Александр Колпакиди – Че, любовь к тебе сильнее смерти! Писатели и поэты разных стран о Че Геваре (страница 104)
Француз и Пеладо не давали Рамону покоя. На каждом привале они как клещи-гаррапатос, буквально впивались в него, не давая отдохнуть, лихорадочно приводя свои трусливые доводы. Рамон почти с ними не спорил, лишь молча глядел им в глаза. Сколько правды о том, что он о них думает, говорил этот взгляд! Я бы после такого, честное слово, пустил себе пулю в лоб. Но их драгоценные шкуры выдержали и это.

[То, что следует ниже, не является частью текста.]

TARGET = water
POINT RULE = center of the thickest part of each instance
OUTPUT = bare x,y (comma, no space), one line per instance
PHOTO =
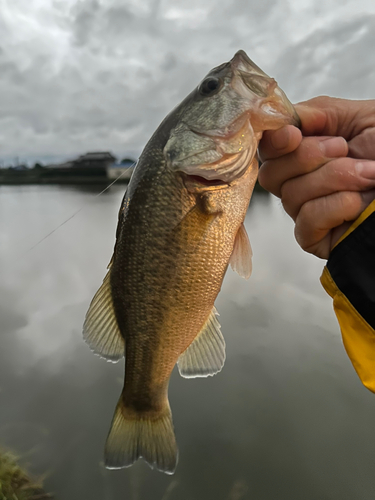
287,418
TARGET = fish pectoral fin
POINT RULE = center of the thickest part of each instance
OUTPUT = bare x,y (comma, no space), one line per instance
241,258
206,354
100,329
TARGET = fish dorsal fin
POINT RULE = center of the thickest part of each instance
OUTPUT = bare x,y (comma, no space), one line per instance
100,329
241,258
206,354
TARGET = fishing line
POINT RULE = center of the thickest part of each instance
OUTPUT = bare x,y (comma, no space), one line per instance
76,212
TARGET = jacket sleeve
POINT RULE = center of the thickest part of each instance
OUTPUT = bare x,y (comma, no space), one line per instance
349,278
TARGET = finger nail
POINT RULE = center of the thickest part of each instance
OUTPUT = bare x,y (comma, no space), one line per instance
334,146
280,138
366,169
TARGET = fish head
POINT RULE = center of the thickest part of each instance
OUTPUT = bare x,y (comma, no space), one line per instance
217,128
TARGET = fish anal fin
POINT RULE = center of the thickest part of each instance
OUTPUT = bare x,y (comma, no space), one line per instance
100,329
206,354
135,435
241,258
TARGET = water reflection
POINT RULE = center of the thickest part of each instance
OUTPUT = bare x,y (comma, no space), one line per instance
287,417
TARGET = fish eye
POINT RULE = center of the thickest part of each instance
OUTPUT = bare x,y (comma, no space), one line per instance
210,86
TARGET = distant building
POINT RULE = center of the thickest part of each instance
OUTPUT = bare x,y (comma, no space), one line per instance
95,160
123,169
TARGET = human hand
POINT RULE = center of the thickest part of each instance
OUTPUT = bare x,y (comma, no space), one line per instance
325,177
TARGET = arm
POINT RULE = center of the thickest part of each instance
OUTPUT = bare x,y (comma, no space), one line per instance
326,179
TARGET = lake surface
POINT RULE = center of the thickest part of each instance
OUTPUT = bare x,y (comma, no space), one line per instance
286,419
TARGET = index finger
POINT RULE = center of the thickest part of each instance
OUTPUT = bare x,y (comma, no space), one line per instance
279,142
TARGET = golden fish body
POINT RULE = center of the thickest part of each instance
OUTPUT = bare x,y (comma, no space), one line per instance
180,224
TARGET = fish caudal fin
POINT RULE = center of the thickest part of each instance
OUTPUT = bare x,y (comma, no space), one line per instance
133,436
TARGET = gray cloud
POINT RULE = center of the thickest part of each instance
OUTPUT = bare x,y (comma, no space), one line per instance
101,74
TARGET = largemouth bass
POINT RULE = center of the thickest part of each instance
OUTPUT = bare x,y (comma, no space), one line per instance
180,225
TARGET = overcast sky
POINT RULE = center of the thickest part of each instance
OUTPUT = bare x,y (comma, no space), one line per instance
89,75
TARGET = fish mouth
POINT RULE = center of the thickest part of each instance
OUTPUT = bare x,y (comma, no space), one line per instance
197,183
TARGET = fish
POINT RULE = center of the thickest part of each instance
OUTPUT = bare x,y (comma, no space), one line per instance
180,224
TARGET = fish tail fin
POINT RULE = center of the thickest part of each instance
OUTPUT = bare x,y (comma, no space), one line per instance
135,434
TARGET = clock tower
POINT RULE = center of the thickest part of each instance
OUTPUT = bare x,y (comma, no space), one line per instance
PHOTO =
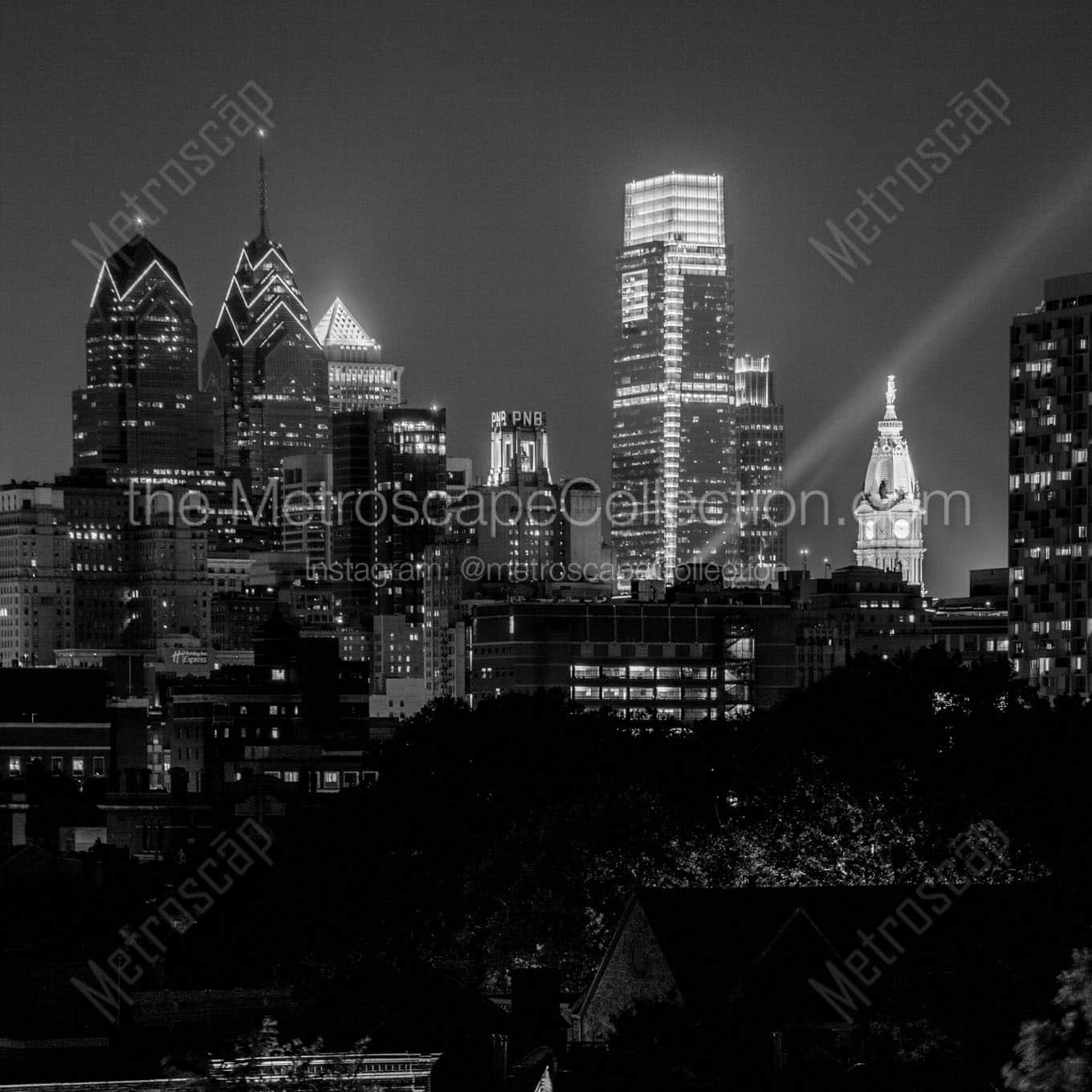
889,506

И тогда он принял окончательное решение. Он последовал непреложному для себя закону – закону человечности…
Отряд разделился на две группы. В первую – группу авангарда во главе с самим Рамоном – вошли наиболее выносливые и боеспособные. Нам предписывалось без остановок двигаться к северу и, проскользнув сквозь армейские патрули, вывести парочку в район Кочабамбы.
Во второй – тыловой – группе оставались обессиленные и больные. И «кандидаты в бойцы», как их называл Рамон. А по сути – «кандидаты в предатели», «камбы», слизняки-переростки…
Приказ о разделении, словно мачете, рассек наш отряд пополам. Это произошло неподалёку от Белла-Висты – нескольких убогих хижин с до смерти перепуганными крестьянами, на берегу небольшой речушки Икиры. Мы молча обнялись со своими боевыми товарищами и тронулись в путь. Только Фернандо и Таня замешкались чуть поодаль…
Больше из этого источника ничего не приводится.